Münir Nureddin Selçuk

Münir Nureddin Selçuk

Türk spor tarihi gerçek bir hazine… Ve bu hazinenin içinde hiç ummadığınız insanlar var. Münir Nureddin Selçuk da onlardan biri… Bir diğer hazine olan ve kıymeti ölçülemeyecek kadar büyük hatıralar bırakan Bedri Gürsoy yazmaya, Tuncay Yavuz da onun yazdıklarını aktarmaya devam ediyor. Karşınızda Fenerbahçeli futbolcu Münir Nureddin Bey. Bu arada kendisi resimde en önde, soldan ikinci sırada…

Fenerbahçe Tarihi Çalışma Organizasyonu


Bugünün Eşsiz Musiki Sanatkarı Vaktiyle Teknik Bir Futbolcu idi!

Futbolcu portreleri yazılarımda eski ve yeni birçok futbolcuları sıralarken, bu arada Fenerbahçeli eski futbolcu Münir Nureddin’i de hatırlamak lazımdır.

Her bir kelimeyi binbir ahengin ilahi güzelliğiyle süsleyip söyleyen, bugünün tam manasiyle popüler ses üstadı, vaktiyle Fenerbahçe Spor Kulübü’nün birinci futbol takımında sağaçık idi. Bunu çok kimse bilmez. Zira Münir, futbolu uzun müddet oynamadı. Onu var kuvvetiyle çeken musiki alemine daldı.

Bugün de denizcilik ve tenis sporları ile meşgul olan Münir Nureddin der ki:

“Sporun çok faydasını gördüm. Bugüne kadar vücudumun formunu bu sayede muhafaza ettim. Sesimin bir takım hançere ve nefes hususiyetlerini, ciğerimin sağlamlığını spor sayesinde kuvvetlendirdim ve nihayet senelerdir bu uğurda çok yorucu didinmelere, uğraşmalara, spor yaptığımdan dolayı mukavemet gösterebildim.”

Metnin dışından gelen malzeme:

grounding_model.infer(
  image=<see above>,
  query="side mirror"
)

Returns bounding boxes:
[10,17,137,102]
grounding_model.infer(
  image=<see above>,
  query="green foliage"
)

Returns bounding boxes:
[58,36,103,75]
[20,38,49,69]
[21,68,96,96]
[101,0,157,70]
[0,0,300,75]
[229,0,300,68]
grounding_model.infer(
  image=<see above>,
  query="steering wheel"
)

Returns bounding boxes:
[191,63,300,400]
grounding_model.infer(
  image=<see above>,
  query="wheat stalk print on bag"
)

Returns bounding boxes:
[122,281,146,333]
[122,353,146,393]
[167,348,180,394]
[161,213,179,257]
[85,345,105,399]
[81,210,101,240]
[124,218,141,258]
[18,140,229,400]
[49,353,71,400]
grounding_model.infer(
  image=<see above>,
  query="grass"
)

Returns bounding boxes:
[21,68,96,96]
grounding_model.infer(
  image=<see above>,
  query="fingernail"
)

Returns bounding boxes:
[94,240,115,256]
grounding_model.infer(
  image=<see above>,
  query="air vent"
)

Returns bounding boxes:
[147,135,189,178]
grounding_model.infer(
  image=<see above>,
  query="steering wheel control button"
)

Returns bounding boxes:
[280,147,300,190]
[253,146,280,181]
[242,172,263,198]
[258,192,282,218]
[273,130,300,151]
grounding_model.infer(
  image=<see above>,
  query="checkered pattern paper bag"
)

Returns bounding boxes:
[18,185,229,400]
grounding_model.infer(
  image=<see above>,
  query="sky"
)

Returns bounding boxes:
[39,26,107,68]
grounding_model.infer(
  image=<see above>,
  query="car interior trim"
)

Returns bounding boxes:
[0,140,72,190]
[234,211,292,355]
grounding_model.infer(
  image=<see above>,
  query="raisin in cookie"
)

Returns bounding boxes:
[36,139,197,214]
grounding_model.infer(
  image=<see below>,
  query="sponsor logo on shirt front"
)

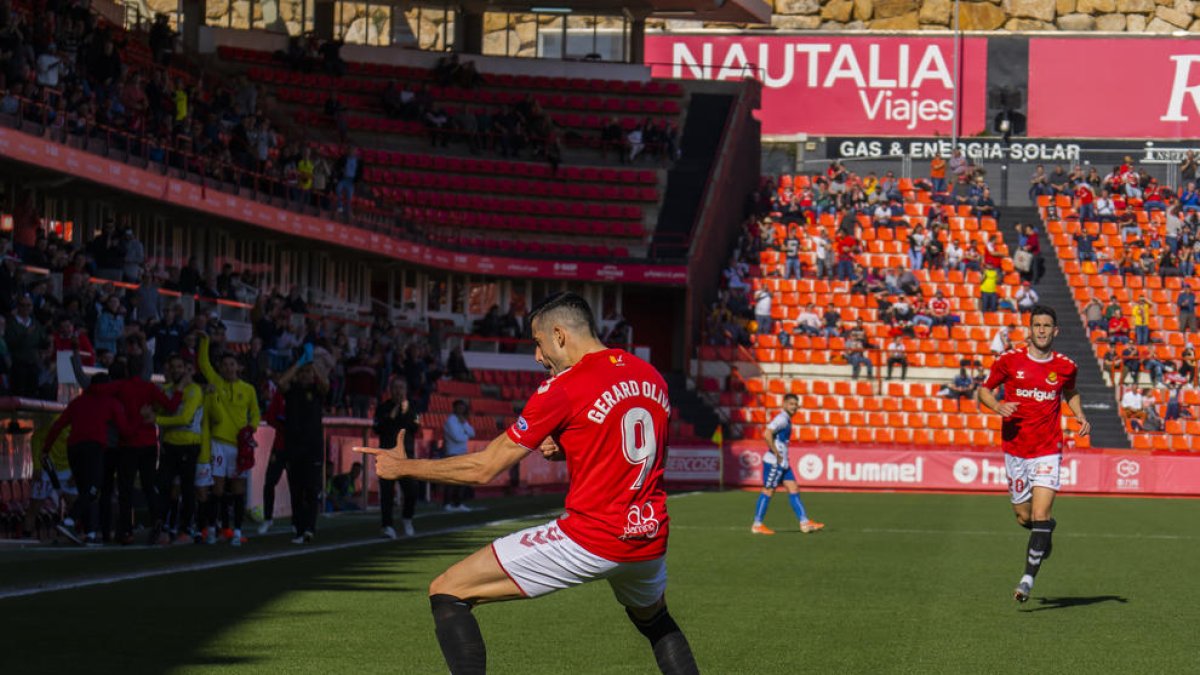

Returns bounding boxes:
[1016,388,1058,402]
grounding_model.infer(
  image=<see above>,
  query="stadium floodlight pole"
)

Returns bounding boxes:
[950,0,962,153]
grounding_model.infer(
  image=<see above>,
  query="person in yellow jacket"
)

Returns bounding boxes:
[196,334,260,546]
[1133,295,1151,345]
[155,354,211,543]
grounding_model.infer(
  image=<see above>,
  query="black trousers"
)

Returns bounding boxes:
[158,443,200,532]
[263,452,292,520]
[116,446,160,536]
[379,478,416,527]
[287,454,325,534]
[67,443,107,533]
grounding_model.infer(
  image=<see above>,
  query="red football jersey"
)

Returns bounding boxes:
[508,350,671,562]
[984,350,1079,459]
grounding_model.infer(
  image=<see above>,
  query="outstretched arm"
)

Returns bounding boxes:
[354,431,529,485]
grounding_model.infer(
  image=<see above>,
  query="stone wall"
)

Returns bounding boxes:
[748,0,1200,32]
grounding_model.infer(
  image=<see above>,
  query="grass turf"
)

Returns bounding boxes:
[0,492,1200,674]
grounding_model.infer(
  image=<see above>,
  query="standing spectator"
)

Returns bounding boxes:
[5,295,47,398]
[374,377,421,539]
[888,335,908,381]
[929,154,946,192]
[121,228,146,283]
[846,319,875,380]
[979,265,1000,312]
[1084,294,1109,330]
[1133,295,1151,345]
[335,145,362,216]
[754,288,770,335]
[95,293,125,352]
[1016,281,1039,313]
[442,399,475,510]
[1175,281,1196,334]
[988,322,1016,356]
[274,360,329,544]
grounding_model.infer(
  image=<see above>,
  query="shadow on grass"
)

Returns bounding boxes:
[0,521,506,673]
[1021,596,1129,613]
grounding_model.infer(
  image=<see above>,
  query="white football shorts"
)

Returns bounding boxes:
[212,441,250,478]
[492,521,667,608]
[1004,455,1062,504]
[196,461,212,488]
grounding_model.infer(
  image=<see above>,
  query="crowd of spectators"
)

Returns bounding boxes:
[0,209,458,417]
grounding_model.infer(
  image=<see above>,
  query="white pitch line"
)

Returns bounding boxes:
[671,522,1200,540]
[0,513,551,601]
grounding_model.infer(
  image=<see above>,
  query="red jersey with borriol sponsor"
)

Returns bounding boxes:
[984,350,1079,459]
[508,350,671,562]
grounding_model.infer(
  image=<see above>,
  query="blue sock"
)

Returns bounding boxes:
[787,494,809,522]
[754,492,770,522]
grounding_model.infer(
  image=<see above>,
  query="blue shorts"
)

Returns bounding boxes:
[762,462,796,490]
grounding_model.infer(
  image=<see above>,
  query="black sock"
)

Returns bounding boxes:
[430,595,487,675]
[625,607,700,675]
[233,495,246,530]
[1025,520,1056,577]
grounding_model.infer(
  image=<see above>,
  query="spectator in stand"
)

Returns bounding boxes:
[1180,181,1200,211]
[374,377,421,539]
[1074,229,1099,263]
[929,154,946,192]
[938,365,976,400]
[846,319,875,380]
[442,399,475,510]
[988,322,1016,356]
[1133,295,1152,345]
[1015,281,1039,313]
[1084,293,1109,330]
[1121,342,1141,387]
[1109,307,1132,345]
[1092,190,1117,222]
[335,145,362,215]
[888,335,908,381]
[1175,281,1196,335]
[1121,387,1150,424]
[754,288,770,335]
[979,265,1000,312]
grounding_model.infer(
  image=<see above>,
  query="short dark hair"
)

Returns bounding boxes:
[528,291,598,338]
[1030,305,1058,325]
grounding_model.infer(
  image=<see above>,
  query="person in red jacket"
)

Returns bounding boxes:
[42,374,139,545]
[54,316,96,366]
[109,362,181,544]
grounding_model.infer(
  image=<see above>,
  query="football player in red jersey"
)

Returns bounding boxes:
[979,305,1092,602]
[359,293,698,675]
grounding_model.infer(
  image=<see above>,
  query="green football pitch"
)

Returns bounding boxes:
[0,491,1200,674]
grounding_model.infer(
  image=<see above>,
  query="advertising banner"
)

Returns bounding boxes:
[665,446,721,485]
[0,129,688,286]
[725,442,1200,495]
[1027,37,1200,138]
[646,35,988,136]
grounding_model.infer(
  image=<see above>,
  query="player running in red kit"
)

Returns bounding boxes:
[979,305,1092,602]
[362,293,697,675]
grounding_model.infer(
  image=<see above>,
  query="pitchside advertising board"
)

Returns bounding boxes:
[646,34,1200,139]
[725,442,1200,495]
[646,35,988,136]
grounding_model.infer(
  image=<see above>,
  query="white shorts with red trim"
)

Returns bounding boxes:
[492,521,667,608]
[212,440,250,479]
[1004,454,1062,504]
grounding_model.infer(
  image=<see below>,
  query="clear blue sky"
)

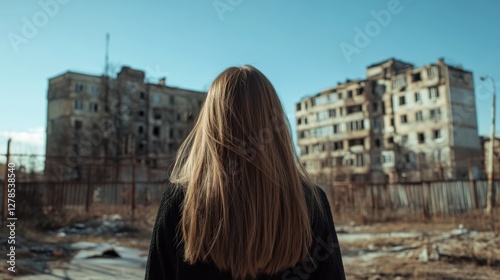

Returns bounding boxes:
[0,0,500,153]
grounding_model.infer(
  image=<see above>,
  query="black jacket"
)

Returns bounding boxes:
[145,185,345,280]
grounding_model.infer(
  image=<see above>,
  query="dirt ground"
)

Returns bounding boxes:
[337,213,500,280]
[0,210,500,280]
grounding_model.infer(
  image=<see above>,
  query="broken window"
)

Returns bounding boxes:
[417,132,425,144]
[75,120,83,129]
[74,100,83,110]
[75,83,84,92]
[411,72,422,82]
[90,86,99,96]
[153,108,161,120]
[347,90,352,98]
[153,126,160,136]
[356,154,365,166]
[346,105,363,115]
[430,108,441,120]
[382,154,392,163]
[432,129,442,140]
[399,95,406,105]
[415,111,424,122]
[153,93,160,103]
[429,87,439,100]
[427,67,437,79]
[349,138,365,147]
[401,135,408,145]
[89,102,98,113]
[347,120,365,131]
[415,92,422,102]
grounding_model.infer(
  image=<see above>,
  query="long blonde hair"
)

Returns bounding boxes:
[170,65,317,279]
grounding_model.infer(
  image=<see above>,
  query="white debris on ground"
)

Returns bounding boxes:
[338,224,500,279]
[8,242,147,280]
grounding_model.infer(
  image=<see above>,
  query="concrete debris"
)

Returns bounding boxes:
[55,214,131,237]
[339,224,500,268]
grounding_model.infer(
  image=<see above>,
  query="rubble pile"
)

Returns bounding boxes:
[55,214,132,237]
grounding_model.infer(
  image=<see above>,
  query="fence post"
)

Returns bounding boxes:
[85,166,92,213]
[421,182,430,219]
[130,155,136,220]
[2,138,12,224]
[468,158,478,209]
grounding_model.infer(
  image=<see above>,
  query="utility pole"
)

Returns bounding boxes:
[2,138,12,221]
[479,76,496,214]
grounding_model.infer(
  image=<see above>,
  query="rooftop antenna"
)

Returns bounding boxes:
[104,33,109,76]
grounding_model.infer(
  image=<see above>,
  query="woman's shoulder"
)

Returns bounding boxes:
[159,182,185,215]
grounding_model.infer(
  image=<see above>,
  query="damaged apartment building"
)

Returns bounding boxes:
[296,59,481,183]
[45,67,206,181]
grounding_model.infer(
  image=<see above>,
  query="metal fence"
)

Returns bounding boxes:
[327,181,500,217]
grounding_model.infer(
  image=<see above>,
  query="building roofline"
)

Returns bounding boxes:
[49,70,104,81]
[144,83,207,94]
[366,57,415,68]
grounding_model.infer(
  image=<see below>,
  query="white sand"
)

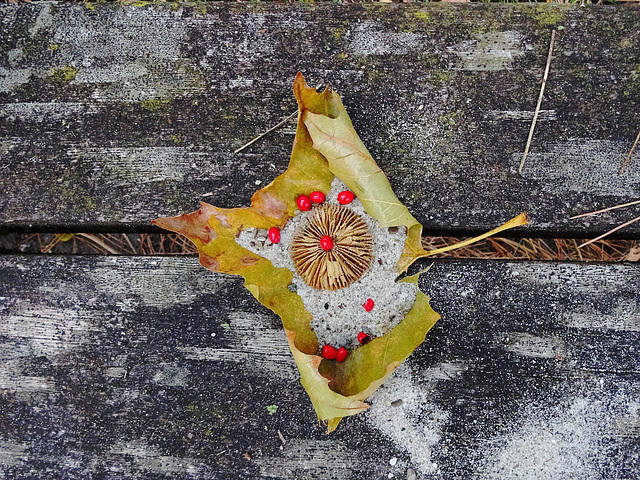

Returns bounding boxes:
[236,178,417,347]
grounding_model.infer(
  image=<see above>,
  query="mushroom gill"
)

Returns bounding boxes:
[291,205,373,290]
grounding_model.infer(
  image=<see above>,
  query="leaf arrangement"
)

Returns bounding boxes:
[154,73,527,432]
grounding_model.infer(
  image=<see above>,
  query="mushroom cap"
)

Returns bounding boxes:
[291,204,373,290]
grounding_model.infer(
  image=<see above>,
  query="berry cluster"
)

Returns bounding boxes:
[320,332,371,362]
[269,190,356,244]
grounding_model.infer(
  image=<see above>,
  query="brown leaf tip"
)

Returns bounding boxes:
[291,204,373,290]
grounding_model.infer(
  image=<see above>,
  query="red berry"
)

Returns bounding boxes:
[358,332,369,343]
[309,192,324,203]
[321,345,338,360]
[296,195,311,212]
[336,347,349,362]
[338,190,356,205]
[269,227,280,243]
[320,235,333,250]
[362,298,375,312]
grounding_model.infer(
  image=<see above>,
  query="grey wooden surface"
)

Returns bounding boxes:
[0,256,640,480]
[0,2,640,237]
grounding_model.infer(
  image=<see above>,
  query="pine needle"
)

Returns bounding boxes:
[569,200,640,220]
[518,30,556,173]
[578,217,640,248]
[233,110,298,153]
[618,125,640,175]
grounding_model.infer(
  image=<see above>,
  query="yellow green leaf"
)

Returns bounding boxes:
[154,74,524,431]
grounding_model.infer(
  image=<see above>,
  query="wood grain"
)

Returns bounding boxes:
[0,256,640,480]
[0,3,640,237]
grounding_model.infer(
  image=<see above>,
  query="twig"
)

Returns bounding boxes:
[233,110,298,153]
[569,200,640,220]
[618,125,640,175]
[518,30,556,173]
[578,217,640,248]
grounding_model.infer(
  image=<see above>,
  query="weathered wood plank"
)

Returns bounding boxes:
[0,256,640,480]
[0,3,640,236]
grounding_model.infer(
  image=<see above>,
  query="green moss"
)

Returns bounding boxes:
[430,69,453,85]
[514,5,567,27]
[140,98,169,112]
[331,27,347,42]
[413,10,431,22]
[49,66,80,83]
[622,65,640,97]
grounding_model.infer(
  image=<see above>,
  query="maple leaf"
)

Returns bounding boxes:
[154,73,526,432]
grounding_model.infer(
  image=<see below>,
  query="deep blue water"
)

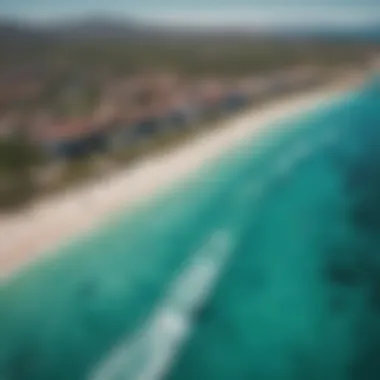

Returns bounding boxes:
[0,83,380,380]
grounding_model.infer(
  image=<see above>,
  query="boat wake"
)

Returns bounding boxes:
[89,230,233,380]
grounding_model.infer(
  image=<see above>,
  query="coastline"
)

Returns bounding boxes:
[0,79,366,279]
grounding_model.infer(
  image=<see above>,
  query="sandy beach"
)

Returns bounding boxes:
[0,80,366,278]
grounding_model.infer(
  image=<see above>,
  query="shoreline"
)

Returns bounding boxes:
[0,78,362,280]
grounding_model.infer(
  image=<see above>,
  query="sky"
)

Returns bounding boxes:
[0,0,380,27]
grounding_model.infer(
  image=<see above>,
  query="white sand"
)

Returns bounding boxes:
[0,78,362,278]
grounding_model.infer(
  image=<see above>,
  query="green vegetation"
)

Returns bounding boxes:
[0,136,42,208]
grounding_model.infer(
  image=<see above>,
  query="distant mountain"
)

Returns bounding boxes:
[0,17,380,43]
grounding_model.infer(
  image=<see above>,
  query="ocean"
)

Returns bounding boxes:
[0,78,380,380]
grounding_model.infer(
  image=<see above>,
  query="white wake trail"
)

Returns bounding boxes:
[90,230,233,380]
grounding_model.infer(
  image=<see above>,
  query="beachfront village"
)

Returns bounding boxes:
[0,66,366,206]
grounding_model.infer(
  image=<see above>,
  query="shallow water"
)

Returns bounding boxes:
[0,81,380,380]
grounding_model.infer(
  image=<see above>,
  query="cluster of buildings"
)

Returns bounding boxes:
[0,67,321,159]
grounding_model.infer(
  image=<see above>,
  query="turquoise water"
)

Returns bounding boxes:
[0,85,380,380]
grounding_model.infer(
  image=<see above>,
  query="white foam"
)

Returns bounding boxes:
[90,231,232,380]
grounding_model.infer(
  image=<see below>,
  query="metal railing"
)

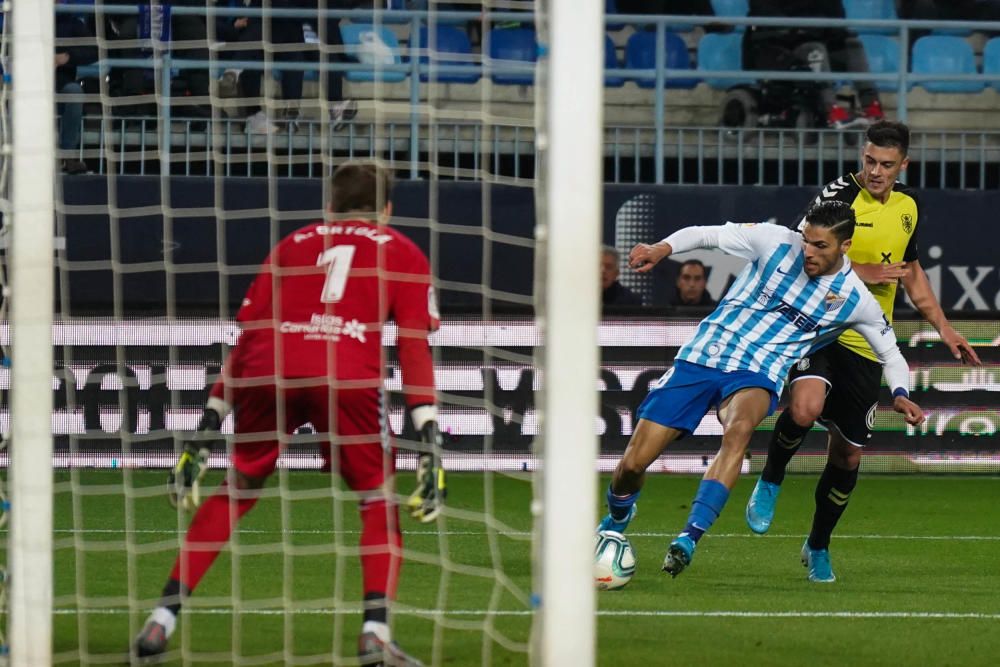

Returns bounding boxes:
[35,5,1000,188]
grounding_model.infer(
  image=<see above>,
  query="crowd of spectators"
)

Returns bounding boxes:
[47,0,1000,173]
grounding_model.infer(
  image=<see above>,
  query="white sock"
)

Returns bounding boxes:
[361,621,392,644]
[149,607,177,638]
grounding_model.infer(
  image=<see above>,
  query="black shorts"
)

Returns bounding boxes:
[788,343,882,447]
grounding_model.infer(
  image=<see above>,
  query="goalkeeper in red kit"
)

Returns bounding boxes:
[134,162,445,665]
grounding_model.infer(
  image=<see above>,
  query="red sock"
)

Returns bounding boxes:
[170,482,257,591]
[360,500,403,600]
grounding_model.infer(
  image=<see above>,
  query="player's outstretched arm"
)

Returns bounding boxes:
[406,405,448,523]
[853,304,924,426]
[628,239,673,273]
[900,262,983,366]
[167,396,229,512]
[628,222,776,273]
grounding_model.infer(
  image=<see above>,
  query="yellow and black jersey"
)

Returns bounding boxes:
[799,174,920,361]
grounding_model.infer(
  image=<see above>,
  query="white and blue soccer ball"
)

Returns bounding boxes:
[594,530,635,591]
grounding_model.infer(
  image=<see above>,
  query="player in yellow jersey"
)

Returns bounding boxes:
[746,121,980,582]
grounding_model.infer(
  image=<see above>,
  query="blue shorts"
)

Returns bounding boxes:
[637,361,778,433]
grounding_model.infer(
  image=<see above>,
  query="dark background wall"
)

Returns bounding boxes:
[61,176,1000,316]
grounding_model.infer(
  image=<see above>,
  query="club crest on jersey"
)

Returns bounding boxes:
[901,213,913,234]
[823,292,847,313]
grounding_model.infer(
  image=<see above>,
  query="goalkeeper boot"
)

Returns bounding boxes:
[135,607,177,658]
[597,504,639,533]
[746,479,781,535]
[358,632,424,667]
[802,538,837,584]
[663,533,696,577]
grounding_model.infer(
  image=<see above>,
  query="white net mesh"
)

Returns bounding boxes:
[3,0,552,665]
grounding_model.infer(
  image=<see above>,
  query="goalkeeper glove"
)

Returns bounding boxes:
[167,408,222,512]
[406,419,448,523]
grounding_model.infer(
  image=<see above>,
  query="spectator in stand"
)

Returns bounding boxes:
[670,259,715,306]
[217,0,305,134]
[96,0,149,116]
[601,245,642,306]
[312,0,364,130]
[743,0,884,130]
[55,0,97,175]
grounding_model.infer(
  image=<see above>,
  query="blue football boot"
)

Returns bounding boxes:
[802,538,837,584]
[597,505,639,533]
[746,479,781,535]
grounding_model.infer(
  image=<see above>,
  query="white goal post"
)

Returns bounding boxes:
[3,0,56,667]
[539,0,604,667]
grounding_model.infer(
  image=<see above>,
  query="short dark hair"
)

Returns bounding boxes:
[677,259,708,278]
[330,162,393,215]
[865,120,910,157]
[806,200,854,243]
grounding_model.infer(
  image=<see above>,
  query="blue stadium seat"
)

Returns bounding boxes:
[382,0,416,23]
[604,35,625,88]
[340,23,406,83]
[858,35,899,90]
[417,25,479,83]
[698,32,754,90]
[625,31,698,88]
[843,0,899,35]
[712,0,750,32]
[489,28,538,86]
[983,37,1000,90]
[913,35,984,93]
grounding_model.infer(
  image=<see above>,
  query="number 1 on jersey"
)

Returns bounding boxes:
[316,245,355,303]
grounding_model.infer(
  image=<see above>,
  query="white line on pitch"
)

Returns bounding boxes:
[53,528,1000,542]
[53,607,1000,621]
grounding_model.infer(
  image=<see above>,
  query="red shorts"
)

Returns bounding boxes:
[232,380,395,491]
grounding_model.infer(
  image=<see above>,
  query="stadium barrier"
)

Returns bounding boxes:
[59,173,1000,316]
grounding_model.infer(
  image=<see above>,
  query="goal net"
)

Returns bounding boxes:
[3,0,599,665]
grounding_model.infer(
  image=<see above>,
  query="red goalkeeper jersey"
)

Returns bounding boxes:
[212,220,439,407]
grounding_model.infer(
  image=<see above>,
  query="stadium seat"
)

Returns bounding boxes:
[382,0,410,23]
[859,35,899,90]
[913,35,984,93]
[604,0,625,32]
[417,25,479,83]
[625,31,698,88]
[340,23,406,83]
[843,0,899,35]
[712,0,750,31]
[604,35,625,88]
[489,28,538,86]
[983,37,1000,90]
[698,32,754,90]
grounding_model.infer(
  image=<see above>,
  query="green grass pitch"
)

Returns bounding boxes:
[19,470,1000,667]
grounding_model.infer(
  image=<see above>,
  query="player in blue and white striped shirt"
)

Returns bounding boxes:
[598,201,924,576]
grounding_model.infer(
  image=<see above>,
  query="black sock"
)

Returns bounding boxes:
[364,593,389,623]
[760,410,812,484]
[809,463,858,549]
[160,579,191,616]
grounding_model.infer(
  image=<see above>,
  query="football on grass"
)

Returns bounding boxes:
[594,530,635,591]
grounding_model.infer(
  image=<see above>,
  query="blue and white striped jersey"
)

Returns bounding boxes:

Oyun Tarzı, Hususiyetleri, Meziyetleri ve Noksanları

Tertemiz kıyafetiyle futbol sahasına çıkardı. İnce teknik bir oyuncu idi. Spor terbiyesi fevkalade kuvvetli idi. Kasti olarak bir hata yaptığını, bir oyuncuya çarptığını, hakeme karşı geldiğini kimse görmemiştir. Çekingen, adeta tenis oynar gibi nazik bir oyun tarzı vardı. (Çamurlu havalarda, yirmi bir oyuncunun üstü başı çamur içinde maçtan çıktığını, yalnız Münir’in tertemiz kıyafetini muhafaza ettiğini gördük.) Arkadaşlarına ileri geri yerden ve havadan ve zamanında güzel paslar verirdi. En büyük meziyeti – o zamanın açıkları için büyük maharet sayılan – top şandellemeleri idi. Kalenin tam önüne tehlikeli ve ani ortalamalar yapardı. Ayak çalımları da yerinde idi. Hasım oyuncusunun önünden topu ileri fırlatıp ve o oyuncuyu koşarak geçip  topu kapmaları ve sürmeleri meşhurdu. Sürati ve nefesi de mükemmeldi.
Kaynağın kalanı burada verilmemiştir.